Overall, there isn’t anything particularly novel about Macaroni and Cheese, but we liked the Regular and the Plant-Based quite a bit. With enough people in your group, it’s likely that someone will prefer each of the iterations. I think someone in our group even liked the Lobster version. They have since been jettisoned.
Stiegl Brewery Radler Zitrone – $4.50 or $8.50
The Stiegl Brewery Radler Zitrone moves over here from the Bauernmarkt Kitchen from Flower and Garden. It’s similar to the various Schofferhofer beers that are available in Germany most of the year. At 2.5% ABV, it’s basically half lemonade and half hefeweizen, making for a tart lemon soda flavor. It’s among the lightest and most refreshing beers you’ll try at the Festival, but with half as much alcohol as a Budweiser, it isn’t going to pack much of a punch. That’s it on the right of this Flight, which was available in the spring.
L’Ecole No. 41 Chenin Blanc Old Vines – $6
The Chenin Blanc, which moves over here from Active Eats, is tasty, with bright pear, apple, and citrus notes with a crisp finish. It’s overpriced by a dollar or two, but you could do a lot worse.
Evolution by Sokol Blosser Pinot Noir – $5
Also from Active Eats circa 2k19, this is a fruit-forward, light, easy drinking pinot noir that actually pairs nicely with the macaroni and cheeses. I’m not sure anyone is looking around for a Radler to go along with their Lobster Slime, but if you’ve made it this far in the review, you’ve probably been alone on the couch with a 1.5-liter bottle of Woodbridge and a saucepan full of Kraft Macaroni and Cheese. Or is it just me?

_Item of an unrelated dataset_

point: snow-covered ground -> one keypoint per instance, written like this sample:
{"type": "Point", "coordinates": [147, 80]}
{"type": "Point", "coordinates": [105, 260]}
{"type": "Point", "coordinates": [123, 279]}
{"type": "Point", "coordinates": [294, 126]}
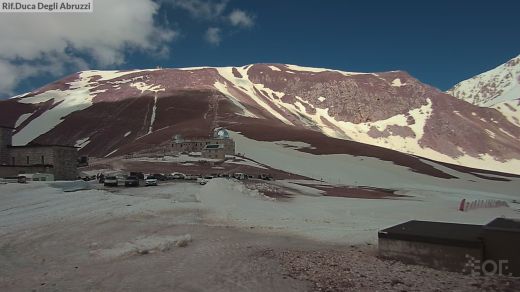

As it turns out, Mac & Cheese was not worth swearing for three straight days over, thanks largely to the fact that it’s indoors. The price points are also reasonable with a nice variety of flavors, including a plant-based option. I haven’t read anything positive about the Lobster or Buffalo Chicken versions of the dishes, but they may have figured things out by now. If not, they’ve still got a couple of months. Come November, you might even want to walk your tasty pasta outside. Assuming Epcot is open after 7pm, perhaps.